On peut d’ailleurs s’interroger sur le genre du livre de Yannick Haenel. Est-ce une autobiographie ? Une monographie sur Le Caravage ? Ou bien encore un essai sur le pouvoir de la peinture ? Un roman pourquoi pas, la vie et le personnage du Caravage étant si « romanesques » ? Un peu de tout cela, peut-être, une sorte de kaléidoscope où ses différentes pistes se rejoignent de temps à autre. Et surtout un récit d’initiation puisqu’il écrit : « Il y a toujours une aventure cachée à l’intérieur d’un récit, et souvent aventure et vérité sont indiscernables : ce qui s’écrit ici, depuis le déploiement secret d’une érotique placée sous le signe de Judith, jusqu’à mon avancée nocturne vers la solitude du Caravage, raconte un voyage intérieur ».
On le suit volontiers dans cette « expérience intérieure » qui est la sienne où viennent s’éprouver et s’écrire les limites. Il est vrai que l’œuvre du Caravage est puissante, passionnée, faite de contradictions où s’affrontent l’ombre et la lumière ; et sa présence violente ne cesse d’interpeller, surtout à notre époque. Ses tableaux souvent déséquilibrés dans leur composition viennent rompre avec une perspective géométrique rassurante et sont marqués par l’excès. « L’exubérance est beauté » écrivait William Blake. Une formule qui sied parfaitement au Caravage.
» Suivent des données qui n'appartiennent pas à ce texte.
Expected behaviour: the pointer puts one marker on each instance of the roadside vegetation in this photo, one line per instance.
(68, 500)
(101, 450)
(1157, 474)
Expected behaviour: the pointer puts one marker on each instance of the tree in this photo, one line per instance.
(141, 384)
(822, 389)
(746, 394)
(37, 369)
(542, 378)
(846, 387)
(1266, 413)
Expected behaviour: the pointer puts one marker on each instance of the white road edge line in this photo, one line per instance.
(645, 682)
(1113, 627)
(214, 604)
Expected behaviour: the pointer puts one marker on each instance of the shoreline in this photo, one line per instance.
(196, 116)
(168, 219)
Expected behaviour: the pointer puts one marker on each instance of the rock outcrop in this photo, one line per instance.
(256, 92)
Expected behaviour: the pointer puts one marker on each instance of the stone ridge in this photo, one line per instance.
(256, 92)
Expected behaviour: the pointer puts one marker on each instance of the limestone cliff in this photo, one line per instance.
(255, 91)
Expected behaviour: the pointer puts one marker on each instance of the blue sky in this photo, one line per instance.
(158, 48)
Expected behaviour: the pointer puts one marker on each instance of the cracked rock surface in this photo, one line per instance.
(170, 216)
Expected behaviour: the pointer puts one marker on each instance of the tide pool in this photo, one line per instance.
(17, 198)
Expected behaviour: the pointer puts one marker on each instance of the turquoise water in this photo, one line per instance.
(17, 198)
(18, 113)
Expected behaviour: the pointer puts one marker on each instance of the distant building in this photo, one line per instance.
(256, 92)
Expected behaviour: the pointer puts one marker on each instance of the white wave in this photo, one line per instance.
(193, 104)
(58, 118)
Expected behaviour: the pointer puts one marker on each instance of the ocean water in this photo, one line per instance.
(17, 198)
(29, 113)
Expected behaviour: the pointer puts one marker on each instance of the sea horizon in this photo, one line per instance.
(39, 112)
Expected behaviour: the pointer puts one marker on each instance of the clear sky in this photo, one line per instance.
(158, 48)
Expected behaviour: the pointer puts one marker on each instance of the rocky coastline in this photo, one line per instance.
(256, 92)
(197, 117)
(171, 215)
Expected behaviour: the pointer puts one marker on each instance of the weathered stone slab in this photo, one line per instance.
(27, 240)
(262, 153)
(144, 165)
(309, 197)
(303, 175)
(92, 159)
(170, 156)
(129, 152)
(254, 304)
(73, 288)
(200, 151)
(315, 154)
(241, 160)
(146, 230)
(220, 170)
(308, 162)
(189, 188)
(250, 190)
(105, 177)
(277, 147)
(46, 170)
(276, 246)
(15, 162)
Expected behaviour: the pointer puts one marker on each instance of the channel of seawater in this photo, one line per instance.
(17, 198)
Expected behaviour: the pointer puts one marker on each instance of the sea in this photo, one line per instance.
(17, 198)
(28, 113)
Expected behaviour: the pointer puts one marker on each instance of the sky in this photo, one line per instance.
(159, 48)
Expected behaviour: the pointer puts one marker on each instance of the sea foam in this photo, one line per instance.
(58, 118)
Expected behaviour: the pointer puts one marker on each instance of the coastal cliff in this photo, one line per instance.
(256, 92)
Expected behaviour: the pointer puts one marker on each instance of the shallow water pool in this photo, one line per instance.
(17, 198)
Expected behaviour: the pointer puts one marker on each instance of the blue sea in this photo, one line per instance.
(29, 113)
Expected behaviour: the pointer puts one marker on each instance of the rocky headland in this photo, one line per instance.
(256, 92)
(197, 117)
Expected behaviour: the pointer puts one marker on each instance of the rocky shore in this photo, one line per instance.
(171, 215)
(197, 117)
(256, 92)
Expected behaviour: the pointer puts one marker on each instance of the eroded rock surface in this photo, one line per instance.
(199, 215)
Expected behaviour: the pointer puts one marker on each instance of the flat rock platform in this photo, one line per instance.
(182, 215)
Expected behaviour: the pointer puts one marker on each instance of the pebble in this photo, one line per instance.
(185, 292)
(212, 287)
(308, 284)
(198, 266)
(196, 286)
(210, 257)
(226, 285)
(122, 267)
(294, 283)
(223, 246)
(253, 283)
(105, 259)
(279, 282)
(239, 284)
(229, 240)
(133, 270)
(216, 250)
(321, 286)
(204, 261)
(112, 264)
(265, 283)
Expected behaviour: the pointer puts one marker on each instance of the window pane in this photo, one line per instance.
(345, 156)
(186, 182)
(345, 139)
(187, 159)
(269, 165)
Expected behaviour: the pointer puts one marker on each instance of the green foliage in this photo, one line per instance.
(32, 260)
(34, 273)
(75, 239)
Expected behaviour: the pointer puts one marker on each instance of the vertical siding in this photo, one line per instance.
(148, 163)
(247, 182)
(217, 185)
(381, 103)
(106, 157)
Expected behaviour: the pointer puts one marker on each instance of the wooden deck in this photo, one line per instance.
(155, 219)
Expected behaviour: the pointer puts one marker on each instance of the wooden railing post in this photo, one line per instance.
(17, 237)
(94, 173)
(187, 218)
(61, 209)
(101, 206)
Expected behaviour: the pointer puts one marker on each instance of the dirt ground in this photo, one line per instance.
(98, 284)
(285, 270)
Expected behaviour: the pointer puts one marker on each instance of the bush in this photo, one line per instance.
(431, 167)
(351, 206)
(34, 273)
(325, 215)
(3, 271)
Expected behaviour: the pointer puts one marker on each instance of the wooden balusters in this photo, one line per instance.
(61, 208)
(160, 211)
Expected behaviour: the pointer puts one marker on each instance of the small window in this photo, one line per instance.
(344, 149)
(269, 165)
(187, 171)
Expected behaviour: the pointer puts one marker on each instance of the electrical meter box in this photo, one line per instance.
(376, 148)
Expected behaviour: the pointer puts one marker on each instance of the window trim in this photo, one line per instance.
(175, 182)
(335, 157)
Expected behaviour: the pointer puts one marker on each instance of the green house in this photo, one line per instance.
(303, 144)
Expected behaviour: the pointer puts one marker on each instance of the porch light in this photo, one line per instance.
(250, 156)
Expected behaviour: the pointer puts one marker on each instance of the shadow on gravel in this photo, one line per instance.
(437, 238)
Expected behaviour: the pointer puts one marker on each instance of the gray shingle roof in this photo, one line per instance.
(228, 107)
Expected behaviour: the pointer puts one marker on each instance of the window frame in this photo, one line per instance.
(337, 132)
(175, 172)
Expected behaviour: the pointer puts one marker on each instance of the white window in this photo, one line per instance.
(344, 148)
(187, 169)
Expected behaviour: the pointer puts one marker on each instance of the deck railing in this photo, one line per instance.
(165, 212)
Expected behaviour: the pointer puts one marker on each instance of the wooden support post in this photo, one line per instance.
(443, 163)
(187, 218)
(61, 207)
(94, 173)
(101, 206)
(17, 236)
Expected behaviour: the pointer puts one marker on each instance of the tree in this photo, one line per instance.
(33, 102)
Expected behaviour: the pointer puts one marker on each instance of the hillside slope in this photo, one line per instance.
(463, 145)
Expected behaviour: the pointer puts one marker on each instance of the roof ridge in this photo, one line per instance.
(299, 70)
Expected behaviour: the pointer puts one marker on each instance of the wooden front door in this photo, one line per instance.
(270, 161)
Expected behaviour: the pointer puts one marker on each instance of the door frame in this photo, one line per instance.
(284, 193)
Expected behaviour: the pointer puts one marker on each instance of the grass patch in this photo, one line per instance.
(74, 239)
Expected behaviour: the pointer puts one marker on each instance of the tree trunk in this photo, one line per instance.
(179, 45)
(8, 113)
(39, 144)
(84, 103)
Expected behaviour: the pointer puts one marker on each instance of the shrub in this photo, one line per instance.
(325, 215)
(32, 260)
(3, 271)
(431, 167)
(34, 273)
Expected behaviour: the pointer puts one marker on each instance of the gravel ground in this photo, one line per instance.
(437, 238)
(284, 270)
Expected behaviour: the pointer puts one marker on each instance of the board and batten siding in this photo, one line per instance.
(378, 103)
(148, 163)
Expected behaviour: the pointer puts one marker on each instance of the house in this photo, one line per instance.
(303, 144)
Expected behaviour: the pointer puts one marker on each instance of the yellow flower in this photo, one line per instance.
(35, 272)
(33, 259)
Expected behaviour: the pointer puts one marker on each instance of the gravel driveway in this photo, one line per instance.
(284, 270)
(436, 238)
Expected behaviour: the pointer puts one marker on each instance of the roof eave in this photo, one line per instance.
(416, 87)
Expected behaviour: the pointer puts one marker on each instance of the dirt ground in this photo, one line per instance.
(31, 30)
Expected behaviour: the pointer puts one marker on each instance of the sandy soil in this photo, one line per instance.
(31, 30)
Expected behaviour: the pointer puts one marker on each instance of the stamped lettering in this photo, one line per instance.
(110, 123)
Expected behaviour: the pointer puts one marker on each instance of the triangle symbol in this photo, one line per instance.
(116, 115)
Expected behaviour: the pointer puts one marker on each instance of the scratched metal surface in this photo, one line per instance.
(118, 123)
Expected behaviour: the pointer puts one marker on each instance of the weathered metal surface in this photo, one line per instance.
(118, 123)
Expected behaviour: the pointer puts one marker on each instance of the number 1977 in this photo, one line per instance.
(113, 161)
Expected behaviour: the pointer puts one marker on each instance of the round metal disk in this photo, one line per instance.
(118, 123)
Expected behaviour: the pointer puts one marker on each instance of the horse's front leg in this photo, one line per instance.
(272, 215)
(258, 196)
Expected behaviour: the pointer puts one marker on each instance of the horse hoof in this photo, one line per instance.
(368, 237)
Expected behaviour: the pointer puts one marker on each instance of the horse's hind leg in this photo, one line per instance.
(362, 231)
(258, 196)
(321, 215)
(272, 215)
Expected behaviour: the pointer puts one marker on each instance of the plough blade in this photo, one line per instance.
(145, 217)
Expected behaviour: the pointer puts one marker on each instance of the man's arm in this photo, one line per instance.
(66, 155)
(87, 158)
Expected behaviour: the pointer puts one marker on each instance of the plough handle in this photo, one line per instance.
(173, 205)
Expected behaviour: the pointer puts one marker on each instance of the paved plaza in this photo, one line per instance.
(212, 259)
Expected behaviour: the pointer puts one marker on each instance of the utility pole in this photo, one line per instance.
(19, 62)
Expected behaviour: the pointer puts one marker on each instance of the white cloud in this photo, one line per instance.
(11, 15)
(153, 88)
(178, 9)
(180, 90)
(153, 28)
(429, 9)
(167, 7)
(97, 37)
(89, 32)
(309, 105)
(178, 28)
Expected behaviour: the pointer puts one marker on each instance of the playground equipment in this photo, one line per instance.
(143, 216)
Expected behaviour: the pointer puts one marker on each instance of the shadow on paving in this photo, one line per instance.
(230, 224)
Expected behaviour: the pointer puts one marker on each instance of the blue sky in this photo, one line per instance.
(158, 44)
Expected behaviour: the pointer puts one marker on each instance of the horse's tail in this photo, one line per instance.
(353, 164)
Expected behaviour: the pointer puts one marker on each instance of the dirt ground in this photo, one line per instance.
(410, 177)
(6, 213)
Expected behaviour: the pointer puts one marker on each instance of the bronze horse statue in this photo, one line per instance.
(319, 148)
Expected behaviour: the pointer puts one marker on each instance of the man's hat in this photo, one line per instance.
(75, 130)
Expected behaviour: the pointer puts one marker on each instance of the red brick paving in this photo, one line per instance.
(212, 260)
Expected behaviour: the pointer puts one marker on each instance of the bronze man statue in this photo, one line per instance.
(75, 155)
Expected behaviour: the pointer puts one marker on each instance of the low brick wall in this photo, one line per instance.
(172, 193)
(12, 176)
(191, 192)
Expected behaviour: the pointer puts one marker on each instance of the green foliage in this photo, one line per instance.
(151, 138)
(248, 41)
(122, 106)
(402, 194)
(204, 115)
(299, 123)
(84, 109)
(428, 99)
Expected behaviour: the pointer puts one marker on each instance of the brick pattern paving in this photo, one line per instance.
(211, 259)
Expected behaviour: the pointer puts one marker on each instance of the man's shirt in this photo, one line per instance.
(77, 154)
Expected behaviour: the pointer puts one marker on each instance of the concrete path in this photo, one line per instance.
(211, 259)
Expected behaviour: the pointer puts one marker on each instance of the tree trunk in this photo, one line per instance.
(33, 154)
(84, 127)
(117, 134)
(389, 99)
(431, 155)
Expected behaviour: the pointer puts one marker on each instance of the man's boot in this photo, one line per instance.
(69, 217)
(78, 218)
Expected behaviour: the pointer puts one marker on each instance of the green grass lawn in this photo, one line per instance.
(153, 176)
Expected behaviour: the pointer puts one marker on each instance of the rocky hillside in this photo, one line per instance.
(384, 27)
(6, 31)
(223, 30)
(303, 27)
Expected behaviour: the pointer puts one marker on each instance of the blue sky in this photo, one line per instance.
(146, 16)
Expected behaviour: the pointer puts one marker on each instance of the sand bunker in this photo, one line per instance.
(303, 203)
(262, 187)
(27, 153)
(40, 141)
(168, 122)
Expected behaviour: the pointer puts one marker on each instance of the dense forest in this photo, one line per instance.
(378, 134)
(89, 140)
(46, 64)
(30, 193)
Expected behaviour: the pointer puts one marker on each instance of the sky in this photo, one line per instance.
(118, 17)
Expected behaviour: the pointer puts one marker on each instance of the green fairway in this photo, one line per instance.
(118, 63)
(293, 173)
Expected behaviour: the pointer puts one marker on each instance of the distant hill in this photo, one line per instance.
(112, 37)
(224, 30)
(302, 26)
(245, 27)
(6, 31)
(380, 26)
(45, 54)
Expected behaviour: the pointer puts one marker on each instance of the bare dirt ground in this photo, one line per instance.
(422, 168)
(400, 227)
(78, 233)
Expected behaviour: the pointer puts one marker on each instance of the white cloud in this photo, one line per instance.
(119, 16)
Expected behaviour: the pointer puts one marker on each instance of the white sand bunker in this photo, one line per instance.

A ce propos, Haenel écrit : « Certains artistes ont besoin du tumulte, qui ne contredit pas la rigueur de leur travail : au contraire, l’excès profite à leur intelligence, et la combustion nocturne de leurs sens accorde des flammes à leur palette ».
Un dernier intérêt du livre est de s’arrêter sur quelques-uns des chefs-d’œuvre du Caravage et d’aller fouiller vers ce qui vibre en eux. Judith décapitant Holopherne, qui a tant fait d’effet sur l’auteur, mais encore La vocation de Saint Matthieu, Le Jeune Bacchus malade, La Décollation de saint Jean-Baptiste, toutes des œuvres troublantes. Et devant toute cette production artistique, Haenel met l’accent sur la quête du Caravage, lui qui s’est souvent représenté sur la toile au cœur de l’action peinte comme s’il voulait s’impliquer doublement dans ses créations.
Dès lors, c’est une quête éminemment solitaire qui est poursuivie d’œuvres en œuvres et qui ne cesse de nous interroger aujourd’hui. Une aspiration fondamentalement mystique vers ce que Yannick Haenel appelle la « vérité », la « lumière » ou encore le « mystère » malgré « la nuit et l’obscurité ».
Charles Duttine
Yannick Haenel co-anime avec François Meyronnis la Revue Ligne de risque. Il a récemment publié Cercle (Gallimard, 2007, Folio n°4857), et Jan Karski (2009, Folio n°5178), prix du Roman Fnac et prix Interallié.